Platform as a Service – Data Management and Open-Source Software Services

Computing Center

Our group has a powerful dedicated computing cluster for the research on big biomedical data. The computing cluster has 24 computer nodes, 674 CPU cores, 6 Terabytes of operating memory and 2 Petabytes of storage capacity.

Platform as a Service with HOPS

The cluster runs on HOPS (Hadoop Open Platform-as-a-Service) which is a next generation distribution of Apache Hadoop. The platform is leveraged with the Hopsworks, the UI front-end to Hops, which lowers the barrier to entry for users getting started with Hadoop by providing graphical access to Hops platform ecosystems and services such as Spark, Flink, Kafka, HDFS, YARN, Python, Jupyter and Zeppelin Notebooks, etc.

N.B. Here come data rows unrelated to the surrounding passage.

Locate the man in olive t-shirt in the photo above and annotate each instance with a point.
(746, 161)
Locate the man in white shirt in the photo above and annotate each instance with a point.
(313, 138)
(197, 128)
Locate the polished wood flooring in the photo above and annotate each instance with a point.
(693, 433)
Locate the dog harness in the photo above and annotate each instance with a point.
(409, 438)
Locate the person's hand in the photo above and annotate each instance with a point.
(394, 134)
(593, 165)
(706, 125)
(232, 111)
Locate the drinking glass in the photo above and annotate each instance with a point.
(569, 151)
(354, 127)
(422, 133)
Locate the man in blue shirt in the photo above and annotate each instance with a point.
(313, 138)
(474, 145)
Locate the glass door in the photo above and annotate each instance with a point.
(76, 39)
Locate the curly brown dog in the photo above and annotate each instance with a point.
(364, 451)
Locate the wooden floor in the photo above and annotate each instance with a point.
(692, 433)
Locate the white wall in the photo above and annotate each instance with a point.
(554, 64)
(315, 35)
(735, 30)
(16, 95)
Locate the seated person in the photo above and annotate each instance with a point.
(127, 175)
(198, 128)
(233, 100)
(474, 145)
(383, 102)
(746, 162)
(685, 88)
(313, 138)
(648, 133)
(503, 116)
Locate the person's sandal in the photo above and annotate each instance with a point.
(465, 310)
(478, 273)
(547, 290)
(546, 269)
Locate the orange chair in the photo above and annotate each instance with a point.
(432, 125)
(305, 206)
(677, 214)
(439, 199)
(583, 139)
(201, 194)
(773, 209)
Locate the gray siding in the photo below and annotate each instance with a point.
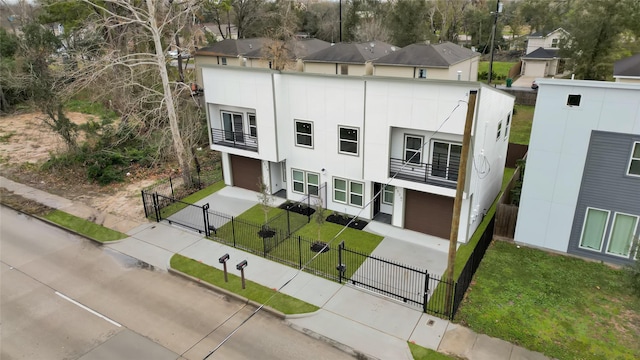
(606, 185)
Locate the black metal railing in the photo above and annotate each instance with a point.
(235, 139)
(439, 175)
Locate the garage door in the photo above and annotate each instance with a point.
(428, 213)
(246, 172)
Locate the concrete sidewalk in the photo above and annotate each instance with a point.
(353, 319)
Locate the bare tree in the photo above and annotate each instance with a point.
(139, 62)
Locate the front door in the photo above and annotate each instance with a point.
(376, 203)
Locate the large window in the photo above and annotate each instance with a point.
(348, 192)
(348, 140)
(413, 149)
(622, 231)
(253, 127)
(305, 182)
(304, 133)
(634, 163)
(595, 224)
(387, 194)
(445, 160)
(232, 126)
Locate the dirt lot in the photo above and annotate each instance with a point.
(26, 142)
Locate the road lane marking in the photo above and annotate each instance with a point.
(88, 309)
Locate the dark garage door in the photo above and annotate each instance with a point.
(428, 213)
(245, 172)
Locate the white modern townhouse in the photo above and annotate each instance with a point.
(360, 136)
(581, 191)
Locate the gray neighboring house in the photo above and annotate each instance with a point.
(627, 70)
(444, 61)
(347, 58)
(581, 191)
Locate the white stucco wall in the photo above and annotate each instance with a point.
(233, 88)
(557, 152)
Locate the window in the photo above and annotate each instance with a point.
(634, 163)
(413, 149)
(304, 133)
(305, 182)
(595, 223)
(348, 192)
(387, 194)
(445, 160)
(622, 231)
(506, 127)
(253, 128)
(340, 190)
(348, 139)
(573, 100)
(232, 126)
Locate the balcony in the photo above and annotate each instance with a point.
(235, 139)
(438, 174)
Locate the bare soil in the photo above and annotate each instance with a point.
(26, 143)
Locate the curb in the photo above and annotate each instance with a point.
(227, 293)
(63, 227)
(336, 344)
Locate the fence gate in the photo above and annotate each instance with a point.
(398, 281)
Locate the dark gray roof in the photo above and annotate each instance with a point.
(232, 47)
(422, 54)
(297, 49)
(542, 53)
(352, 53)
(628, 66)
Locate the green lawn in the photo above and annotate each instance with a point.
(84, 227)
(562, 306)
(253, 291)
(421, 353)
(521, 124)
(167, 211)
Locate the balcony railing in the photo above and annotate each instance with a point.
(234, 139)
(431, 174)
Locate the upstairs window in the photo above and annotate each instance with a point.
(348, 140)
(634, 162)
(304, 133)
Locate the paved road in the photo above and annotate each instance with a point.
(64, 297)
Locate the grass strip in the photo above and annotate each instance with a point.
(253, 291)
(84, 227)
(422, 353)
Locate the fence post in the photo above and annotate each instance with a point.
(299, 252)
(144, 204)
(205, 216)
(233, 231)
(426, 291)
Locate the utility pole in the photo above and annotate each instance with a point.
(457, 204)
(340, 20)
(493, 38)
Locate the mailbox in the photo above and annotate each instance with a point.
(241, 265)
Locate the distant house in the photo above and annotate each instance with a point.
(347, 58)
(627, 70)
(581, 191)
(294, 51)
(541, 59)
(445, 61)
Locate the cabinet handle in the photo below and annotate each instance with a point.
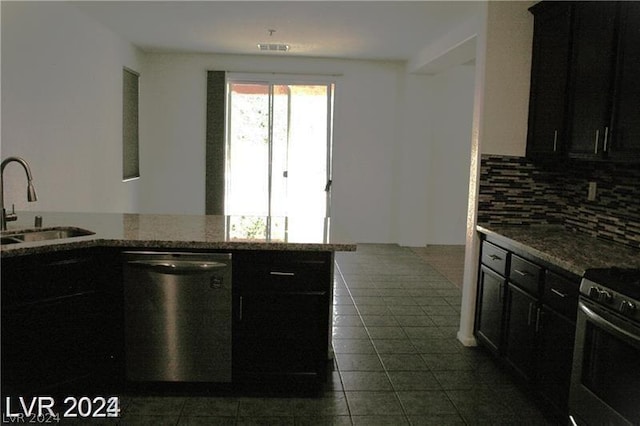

Hopsworks covers: users, projects and datasets, analytics, metadata mangement and free-text search.

Users

authentication (normal/two-factor).
roles.

Projects and Datasets

project-based multi-tenancy with dynamic roles.
the ability to share DataSets securely between projects (reuse of DataSets without copying).
DataSet browser.
import/export of data using the Browser.

Analytics

interactive data analytics; Jupyter and Zeppelin Notebooks.
general-purpose cluster computing system, analytics engine for big data processing; Apache Spark.
high-level APIs in Java, Scala, Python and R.
long running jobs, batch-based submission, analytics; Spark.

Metadata Management

intuitive UI.
support for the design and entry of extended metadata for files and directories.

Free-text Search

Elastic to provide free-text search for files/directories and their extended metadata.
Global free-text search for projects and DataSets in the filesystem.
Project-based free-text search of all files and extended metadata within a project.